Chapter 20. Persistent Hashtables

Hashtables are commonly used to implement finite maps. In ATSLIB/libats, there are hashtable implementations based on linear chaining and linear probing. There is also support for linear hashtables as well as persistent hashtables. The linear ones can be safely freed by the programmer, and the persistent ones (which are directly based on linear ones) can only be safely reclaimed through garbage collection (GC). In this chapter, I show how persistent hashtables can be created and operated on.

Suppose that a map is needed for mapping keys of type key_t to items of type itm_t. The following code essentially sets up an interface for creating and operating on such a map based on a hashtable implementation in ATSLIB/libats:

local typedef key = key_t and itm = itm_t in (* in-of-local *) #include "libats/ML/HATS/myhashtblref.hats" end // end of [local]

Please find on-line the HATS file mentioned in the code, which is just a convenience wrapper made to simplify programming with hashtables.

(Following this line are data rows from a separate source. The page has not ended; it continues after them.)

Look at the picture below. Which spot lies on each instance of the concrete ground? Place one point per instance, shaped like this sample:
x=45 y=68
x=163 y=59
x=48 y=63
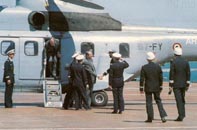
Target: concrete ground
x=29 y=113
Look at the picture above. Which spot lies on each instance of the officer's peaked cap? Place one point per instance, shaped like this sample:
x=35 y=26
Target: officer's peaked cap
x=116 y=55
x=80 y=57
x=178 y=51
x=75 y=54
x=150 y=56
x=111 y=51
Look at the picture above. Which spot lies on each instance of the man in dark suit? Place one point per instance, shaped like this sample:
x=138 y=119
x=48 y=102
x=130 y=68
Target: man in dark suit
x=71 y=93
x=179 y=81
x=151 y=81
x=91 y=74
x=116 y=79
x=79 y=82
x=8 y=78
x=52 y=47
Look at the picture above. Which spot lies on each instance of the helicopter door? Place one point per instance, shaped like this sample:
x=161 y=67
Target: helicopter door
x=30 y=60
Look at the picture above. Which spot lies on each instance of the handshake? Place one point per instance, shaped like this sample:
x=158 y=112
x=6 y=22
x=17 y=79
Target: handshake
x=172 y=84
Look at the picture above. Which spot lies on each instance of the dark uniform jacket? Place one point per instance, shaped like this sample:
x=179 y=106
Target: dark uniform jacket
x=52 y=50
x=116 y=78
x=151 y=74
x=179 y=72
x=91 y=71
x=8 y=71
x=78 y=75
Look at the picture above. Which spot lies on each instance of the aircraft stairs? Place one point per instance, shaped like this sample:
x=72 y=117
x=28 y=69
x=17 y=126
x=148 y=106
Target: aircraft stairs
x=52 y=93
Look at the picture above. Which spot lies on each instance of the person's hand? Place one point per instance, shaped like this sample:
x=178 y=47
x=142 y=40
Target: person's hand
x=100 y=77
x=187 y=86
x=87 y=86
x=171 y=84
x=161 y=88
x=8 y=82
x=141 y=89
x=170 y=90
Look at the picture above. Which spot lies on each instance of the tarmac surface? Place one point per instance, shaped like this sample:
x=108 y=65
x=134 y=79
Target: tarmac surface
x=29 y=113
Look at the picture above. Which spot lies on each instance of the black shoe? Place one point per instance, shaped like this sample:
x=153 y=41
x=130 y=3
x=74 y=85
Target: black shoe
x=163 y=119
x=148 y=121
x=179 y=119
x=114 y=112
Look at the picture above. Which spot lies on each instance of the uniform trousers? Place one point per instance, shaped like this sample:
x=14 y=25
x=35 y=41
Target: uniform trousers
x=179 y=94
x=118 y=98
x=149 y=105
x=8 y=95
x=81 y=92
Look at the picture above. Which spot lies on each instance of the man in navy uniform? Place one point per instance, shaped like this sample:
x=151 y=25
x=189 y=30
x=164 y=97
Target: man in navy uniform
x=179 y=81
x=71 y=93
x=116 y=79
x=79 y=82
x=151 y=81
x=8 y=77
x=52 y=47
x=91 y=74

Assume that key_t is string and itm_t is int. The following line of code creates a hashtable with its initial capacity set to be 1000:

val mymap = myhashtbl_make_nil(1000)

Note that the capacity in this case is the size of the array associated with the created hashtable. The underlying hashtable implementation is based on linear chaining, and this hashtable can store up to 5000 (5*1000) items without need for resizing. When resizing is indeed needed, it is done automatically. The following few lines insert some key/item pairs into mymap:

// val-~None_vt() = mymap.insert("a", 0) val-~Some_vt(0) = mymap.insert("a", 1) // val-~None_vt() = mymap.insert("b", 1) val-~Some_vt(1) = mymap.insert("b", 2) // val-~None_vt() = mymap.insert("c", 2) val-~Some_vt(2) = mymap.insert("c", 3) //

The dot-symbol .insert is overloaded with a function of the name myhashtbl_insert. Given a key and an item, mymap.insert inserts the key/item pair into mymap. If the key is in the domain of the map represented by mymap before insertion, then the original item associated with the key is returned. Otherwise, no item is returned. As can be expected, the size of mymap is 3 at this point:

val () = assertloc (mymap.size() = 3)

The dot-symbol .size is overloaded with a function of the name myhashtbl_get_size, which returns the number of key/item pairs stored in a given hashtable. During the course of debugging, one may want to print out the key/item pairs in a given hashtable:

// val () = fprintln! (stdout_ref, "mymap = ", mymap) //

where the symbol fprint is overloaded with fprint_myhashtbl. The next two lines of code show how search with a given key operates on a hashtable:

val-~None_vt() = mymap.search("") val-~Some_vt(1) = mymap.search("a")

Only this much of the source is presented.